Ray’s Overall Rating of Khan Academy in this context: 9/10.
Tutor Rating: 8/10 average over the three weeks, closer to 9/10 at the end. This compared with a baseline rating of 6/10 for Accelerated Math.
My guess would be that Khan, minute for minute, was about 3 times more productive than Accelerated Math. While is not an apples-to-apples comparison, kids mastered 8 or so Khan objectives per week, compared to 1 (more challenging) Accelerated Math per week. I stress again that this is purely in our context, with all our peculiarities.
Examples of Khan aims achieved:
•2 step equations •adding decimals •converting decimals to percents •least common multiple •prime factorization •adding negative numbers •number lines •distributive property •stem and leaf plots
(Note: fair question in Dan's blogs about degree to which "aim achieved" means "thoroughly achieved.")
What they liked:
“I liked that I could choose the topic I could work on.” “I liked that it was a challenge and you could get merits.” “It gave me lots of different math things to choose from.” “I liked that they gave you different ways of showing your work.” “It gives you hints.”
What they didn’t like:
“I didn’t like that I had to keep doing types of problems until I got a full star.” “I didn’t like that my tutorial partner and I were split up.” “Too hard.” “It got me mad when I didn’t fill up the star.” “They didn’t really give you time to talk with your tutor and tutee.” “Nothing bad.

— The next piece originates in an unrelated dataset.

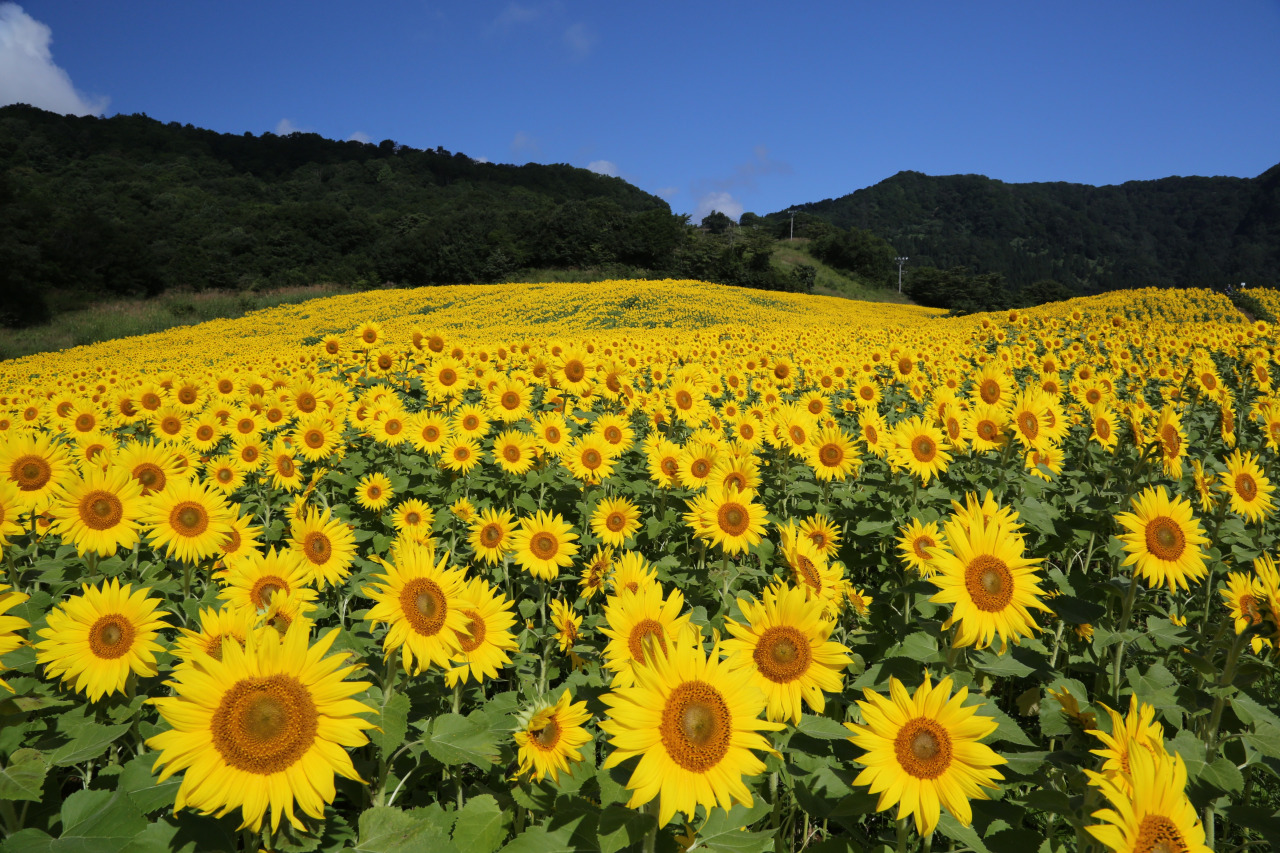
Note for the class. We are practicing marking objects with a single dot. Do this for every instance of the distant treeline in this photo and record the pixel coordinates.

It was a 10 out of 10.” “Ugh. I never did so much math in my life.” “My head hurts.”
When I asked kids if they wanted to continue using Khan or go back to Accelerated Math, they were split. Half complained that it was much harder using Khan and they missed spending time with their friends in our normal tutorial. They went from having a very interactive tutorial, with little breaks of chatting or waiting for their tutor to come check their work, to a tutorial where they were working very hard for the entire time.

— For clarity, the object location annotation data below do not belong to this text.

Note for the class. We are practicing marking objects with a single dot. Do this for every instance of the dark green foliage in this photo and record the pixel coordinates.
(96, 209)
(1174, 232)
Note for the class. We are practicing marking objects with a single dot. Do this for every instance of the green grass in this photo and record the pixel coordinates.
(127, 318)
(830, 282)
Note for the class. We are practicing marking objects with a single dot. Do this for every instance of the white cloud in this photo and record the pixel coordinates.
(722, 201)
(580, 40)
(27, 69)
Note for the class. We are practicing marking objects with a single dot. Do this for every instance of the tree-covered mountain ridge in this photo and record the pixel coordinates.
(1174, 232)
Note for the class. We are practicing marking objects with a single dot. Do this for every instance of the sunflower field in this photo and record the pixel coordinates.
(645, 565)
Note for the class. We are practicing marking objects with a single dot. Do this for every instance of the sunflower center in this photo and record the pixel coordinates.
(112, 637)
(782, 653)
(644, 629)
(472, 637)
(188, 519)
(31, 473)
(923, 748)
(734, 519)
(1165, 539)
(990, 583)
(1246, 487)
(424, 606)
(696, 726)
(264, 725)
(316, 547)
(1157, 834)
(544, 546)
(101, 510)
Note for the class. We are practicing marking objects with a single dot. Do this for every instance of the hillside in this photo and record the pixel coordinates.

Of course as an educator, I'm discounting their concern to a degree...what I thought I was observing was more efficient math practice. Khan is a huge protector against the natural digression of tutorial. It’s challenging to get kids to work really hard. It’s particularly challenging when you tutor two or three of them at a time, all needing attention at once. And when everyone’s sitting around a table, it’s much easier to take little breaks.
With Khan, there’s an unlimited bank of problems. Fewer logistical bottlenecks. Automatic feedback loops that don’t require a human tutor to be constantly correcting a kid. It creates a more challenging tutorial, and a hugely productive one.

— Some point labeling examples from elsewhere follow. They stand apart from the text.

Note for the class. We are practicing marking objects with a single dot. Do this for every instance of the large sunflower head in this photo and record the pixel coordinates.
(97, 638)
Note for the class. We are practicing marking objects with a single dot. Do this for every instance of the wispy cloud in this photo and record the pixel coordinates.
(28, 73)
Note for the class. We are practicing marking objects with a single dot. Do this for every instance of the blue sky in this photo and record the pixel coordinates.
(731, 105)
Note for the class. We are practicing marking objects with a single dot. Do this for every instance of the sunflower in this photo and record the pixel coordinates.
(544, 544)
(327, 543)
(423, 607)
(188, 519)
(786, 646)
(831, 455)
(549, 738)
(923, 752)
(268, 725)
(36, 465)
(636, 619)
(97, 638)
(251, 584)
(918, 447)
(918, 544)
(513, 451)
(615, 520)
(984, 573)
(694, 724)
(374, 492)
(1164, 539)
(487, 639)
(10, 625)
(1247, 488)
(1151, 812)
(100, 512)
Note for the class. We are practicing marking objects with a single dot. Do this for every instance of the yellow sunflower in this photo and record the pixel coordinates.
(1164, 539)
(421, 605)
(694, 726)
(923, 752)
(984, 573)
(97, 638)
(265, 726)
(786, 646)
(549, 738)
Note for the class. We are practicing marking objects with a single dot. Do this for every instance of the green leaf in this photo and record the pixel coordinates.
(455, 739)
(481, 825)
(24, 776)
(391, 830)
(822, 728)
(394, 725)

This does imply, however, that Match Next, if we're successful at creating 40 to 60 minute bursts of more efficient learning where kids are really racking their brains, we'll need to look hard at better/longer breaks or downtime for kids during the day than conventional schools.
Big thanks to all my peeps at the Match middle school, and the 6 students and 3 tutors in particular for leading this work.